Он безмолвно, оцепенело всматривался в бледное но такое спокойное, такое черствое и чужое лицо матери.
— Я не понимаю… мама, ничего не понимаю… — Павел поднялся и потерянно окинул взглядом эту, с детства родную, до самой крохотной мелочи знакомую, милую комнату. — Не понимаю… не узнаю тебя… Какая ты жестокая… безжалостная…

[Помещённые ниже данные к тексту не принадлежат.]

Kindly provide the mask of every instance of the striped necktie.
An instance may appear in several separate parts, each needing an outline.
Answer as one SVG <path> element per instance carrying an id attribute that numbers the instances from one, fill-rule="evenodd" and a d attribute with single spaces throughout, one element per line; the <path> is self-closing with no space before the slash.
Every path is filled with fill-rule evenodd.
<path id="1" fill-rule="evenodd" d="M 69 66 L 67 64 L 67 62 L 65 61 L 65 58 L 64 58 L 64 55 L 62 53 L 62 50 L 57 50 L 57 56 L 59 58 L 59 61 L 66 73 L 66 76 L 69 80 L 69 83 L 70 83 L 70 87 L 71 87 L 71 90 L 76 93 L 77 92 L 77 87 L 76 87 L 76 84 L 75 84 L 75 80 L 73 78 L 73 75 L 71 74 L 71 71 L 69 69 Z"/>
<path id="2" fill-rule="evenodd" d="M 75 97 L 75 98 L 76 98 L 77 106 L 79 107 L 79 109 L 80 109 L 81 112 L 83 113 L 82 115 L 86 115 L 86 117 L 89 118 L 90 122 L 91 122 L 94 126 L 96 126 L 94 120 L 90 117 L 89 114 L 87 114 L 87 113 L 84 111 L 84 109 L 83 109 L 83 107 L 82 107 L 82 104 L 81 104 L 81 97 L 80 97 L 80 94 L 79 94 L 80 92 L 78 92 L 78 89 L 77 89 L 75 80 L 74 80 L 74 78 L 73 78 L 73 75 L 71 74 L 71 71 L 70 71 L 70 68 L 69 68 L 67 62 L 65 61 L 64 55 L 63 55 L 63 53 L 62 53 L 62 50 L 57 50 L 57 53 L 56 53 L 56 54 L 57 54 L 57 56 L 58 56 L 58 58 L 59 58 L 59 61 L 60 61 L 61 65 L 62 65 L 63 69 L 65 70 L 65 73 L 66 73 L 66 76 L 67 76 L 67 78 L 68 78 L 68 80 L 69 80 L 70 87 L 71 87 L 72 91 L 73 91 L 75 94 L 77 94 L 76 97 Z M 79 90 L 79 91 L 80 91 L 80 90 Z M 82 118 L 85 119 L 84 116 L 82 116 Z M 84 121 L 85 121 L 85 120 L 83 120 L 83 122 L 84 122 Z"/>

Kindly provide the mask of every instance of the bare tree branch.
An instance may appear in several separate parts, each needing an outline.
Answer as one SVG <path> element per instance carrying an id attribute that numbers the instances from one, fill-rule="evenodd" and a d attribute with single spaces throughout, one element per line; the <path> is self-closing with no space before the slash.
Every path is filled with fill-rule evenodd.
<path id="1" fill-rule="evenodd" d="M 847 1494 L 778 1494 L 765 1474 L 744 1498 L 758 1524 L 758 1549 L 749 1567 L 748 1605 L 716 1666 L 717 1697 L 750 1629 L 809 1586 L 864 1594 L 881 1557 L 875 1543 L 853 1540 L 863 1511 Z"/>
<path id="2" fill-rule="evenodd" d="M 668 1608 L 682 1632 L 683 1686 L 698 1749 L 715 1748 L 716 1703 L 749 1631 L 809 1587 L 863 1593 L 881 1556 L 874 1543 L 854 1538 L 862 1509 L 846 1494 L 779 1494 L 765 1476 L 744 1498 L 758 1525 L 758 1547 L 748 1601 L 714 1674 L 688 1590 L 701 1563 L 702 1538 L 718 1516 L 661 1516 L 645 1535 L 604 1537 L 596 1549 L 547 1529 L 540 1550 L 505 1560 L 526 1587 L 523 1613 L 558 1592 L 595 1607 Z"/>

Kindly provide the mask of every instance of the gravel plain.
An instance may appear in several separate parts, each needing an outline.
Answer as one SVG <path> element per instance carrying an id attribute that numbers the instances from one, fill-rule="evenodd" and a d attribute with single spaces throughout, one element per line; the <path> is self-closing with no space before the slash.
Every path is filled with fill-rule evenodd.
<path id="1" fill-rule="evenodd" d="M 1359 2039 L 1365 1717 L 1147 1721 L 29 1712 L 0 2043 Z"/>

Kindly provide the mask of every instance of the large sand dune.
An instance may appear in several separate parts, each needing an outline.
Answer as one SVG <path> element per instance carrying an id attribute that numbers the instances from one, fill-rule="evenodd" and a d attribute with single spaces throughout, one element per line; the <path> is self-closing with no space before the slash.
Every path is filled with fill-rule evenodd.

Он ушел. И только тогда, через силу откачнувшись от стены, она разомкнула сцепленные за спиной затекшие от напряжения пальцы.
И сразу ее забила тяжелая, неудержимая дрожь. Сделав несколько неверных шагов, она тяжело опустилась на стул. Она не плакала, не рыдала. Припав лицом к холодной клеенке стола, она просто по-бабьи голосила, тихонько, сквозь стиснутые зубы, чтобы не услышали за стеной сердобольные соседи… Голосила от боли, от страха, от непереносимой жалости, разрывающей ее «жестокое, безжалостное» сердце.